Bug 1434706

Summary: [pci-bridge] Hotplug devices to pci-bridge failed
Product: Red Hat Enterprise Linux 7 Reporter: yduan
Component: qemu-kvm-rhevAssignee: Marcel Apfelbaum <marcel>
Status: CLOSED ERRATA QA Contact: yduan
Severity: high Docs Contact:
Priority: high    
Version: 7.4CC: ailan, chayang, jinzhao, juzhang, knoel, laine, qzhang, virt-maint, xfu, yduan
Target Milestone: rcKeywords: Regression
Target Release: ---   
Hardware: x86_64   
OS: Linux   
Whiteboard:
Fixed In Version: qemu-kvm-rhev-2.9.0-7.el7 Doc Type: If docs needed, set a value
Doc Text:
Story Points: ---
Clone Of: Environment:
Last Closed: 2017-08-02 03:39:56 UTC Type: Bug
Regression: --- Mount Type: ---
Documentation: --- CRM:
Verified Versions: Category: ---
oVirt Team: --- RHEL 7.3 requirements from Atomic Host:
Cloudforms Team: --- Target Upstream Version:
Embargoed:

Description yduan 2017-03-22 08:29:03 UTC
Description of problem:
Hotplug devices to pci-bridge failed.

Version-Release number of selected component (if applicable):
Host:
# rpm -q qemu-kvm-rhev
qemu-kvm-rhev-2.9.0-0.el7.mrezanin201703210848.x86_64
# uname -r
3.10.0-623.el7.x86_64
Guest:
3.10.0-623.el7.x86_64

How reproducible:
100%

Steps to Reproduce:
1.Boot a guest with a pci-bridge:
/usr/libexec/qemu-kvm \
 -machine pc \
 ...
 -device pci-bridge,id=bridge1,chassis_nr=1 \
 ...

2.Hotplug a virtio-blk-pci device to under the pci-bridge:
{"execute":"__com.redhat_drive_add", "arguments":{"file":"/home/rhel7.4test/images/stg1.qcow2", "format":"qcow2", "id":"drive_blk"}}
{"execute":"device_add", "arguments":{"driver":"virtio-blk-pci", "drive":"drive_blk", "id":"device_blk", "bus":"bridge1", "addr":1}}

3.Check the new added device inside guest:
# fdisk -l

Actual results:
Hotplugged block device doesn't show up.

Expected results:
Hotplugged block device should show up.

Additional info:
1.Cannot be reproduced with qemu-kvm-rhev-2.8.0-6.el7.x86_64.

2.Hotplugged virtio-net-pci device doesn't show up too.
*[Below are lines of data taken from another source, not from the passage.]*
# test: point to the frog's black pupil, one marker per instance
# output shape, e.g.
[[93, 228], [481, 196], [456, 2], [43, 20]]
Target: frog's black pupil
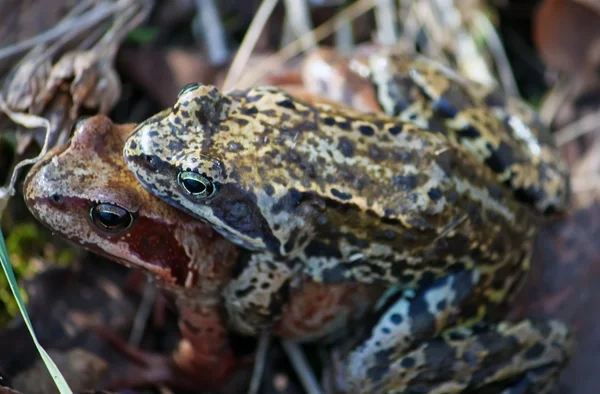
[[194, 186], [188, 88], [109, 219]]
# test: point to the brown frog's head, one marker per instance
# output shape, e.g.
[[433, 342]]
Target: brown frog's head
[[85, 193]]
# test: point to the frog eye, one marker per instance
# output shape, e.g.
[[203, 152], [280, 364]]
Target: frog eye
[[195, 184], [81, 120], [111, 217], [188, 88]]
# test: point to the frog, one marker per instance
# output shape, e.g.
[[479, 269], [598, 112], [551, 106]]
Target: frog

3.Hotplugged virtio-blk-pci device shows up after guest reboot.

4.'info pci'
Before hotplug:
(qemu) info block
drive_sysdisk (#block172): images/rhel74-64-virtio.qcow2 (qcow2)
    Cache mode:       writeback, direct
(qemu) info pci
...
  Bus  0, device   6, function 0:
    PCI bridge: PCI device 1b36:0001
      BUS 0.
      secondary bus 1.
      subordinate bus 1.
      IO range [0xf000, 0x0fff]
      memory range [0xfff00000, 0x000fffff]
      prefetchable memory range [0xfff00000, 0x000fffff]
      id "bridge1"
...

After hotplug:
(qemu) info block
drive_sysdisk (#block172): images/rhel74-64-virtio.qcow2 (qcow2)
    Cache mode:       writeback, direct

drive_blk (#block321): /home/rhel7.4test/images/stg1.qcow2 (qcow2)
    Cache mode:       writeback
(qemu) info pci
...
  Bus  0, device   6, function 0:
    PCI bridge: PCI device 1b36:0001
      BUS 0.
      secondary bus 1.
      subordinate bus 1.
      IO range [0xf000, 0x0fff]
      memory range [0xfff00000, 0x000fffff]
      prefetchable memory range [0xfff00000, 0x000fffff]
      id "bridge1"
  Bus  1, device   1, function 0:
    SCSI controller: PCI device 1af4:1001
      IRQ 0.
      BAR0: I/O at 0xffffffffffffffff [0x003e].
      BAR1: 32 bit memory at 0xffffffffffffffff [0x00000ffe].
      BAR4: 64 bit prefetchable memory at 0xffffffffffffffff [0x00003ffe].
      id "device_blk"
...

After guest reboot:
  Bus  0, device   6, function 0:
    PCI bridge: PCI device 1b36:0001
      BUS 0.
      secondary bus 1.
      subordinate bus 1.
      IO range [0xc000, 0xcfff]
      memory range [0xfc000000, 0xfc1fffff]
      prefetchable memory range [0xfe800000, 0xfe9fffff]
      id "bridge1"
  Bus  1, device   1, function 0:
    SCSI controller: PCI device 1af4:1001
      IRQ 11.
      BAR0: I/O at 0xc000 [0xc03f].
      BAR1: 32 bit memory at 0xfc000000 [0xfc000fff].
      BAR4: 64 bit prefetchable memory at 0xfe800000 [0xfe803fff].
      id "device_blk"

Comment 4 Qunfang Zhang 2017-03-23 02:44:27 UTC
Seems a similar bug with the following one: 

Bug 1432891 - The device hot pluged to pci-bridge doesn't show up

Comment 5 yduan 2017-03-23 03:04:46 UTC
(In reply to Qunfang Zhang from comment #4)
> Seems a similar bug with the following one: 
> 
> Bug 1432891 - The device hot pluged to pci-bridge doesn't show up

I think there are some differences.

1.Bug 1432891 - The device hot pluged to pci-bridge doesn't show up
  "Actual results:The device hotplugged didn't show up in the guest or "info qtree" in hmp"
  Bug 1434706 - [pci-bridge] Hotplug devices to pci-bridge failed
  The hotplugged device just only doesn't show up in the guest, it can be seen in QEMU(e.g., 'info qtree', 'info pci', 'info block', 'info network').

2.More important fact:
  Bug 1432891 - The device hot pluged to pci-bridge doesn't show up
  qemu-kvm-rhev-2.8.0-5.el7
  Bug 1434706 - [pci-bridge] Hotplug devices to pci-bridge failed
  Reproducible with "qemu-kvm-rhev-2.9.0-0.el7.mrezanin201703210848.x86_64" but not "qemu-kvm-rhev-2.8.0-6.el7.x86_64".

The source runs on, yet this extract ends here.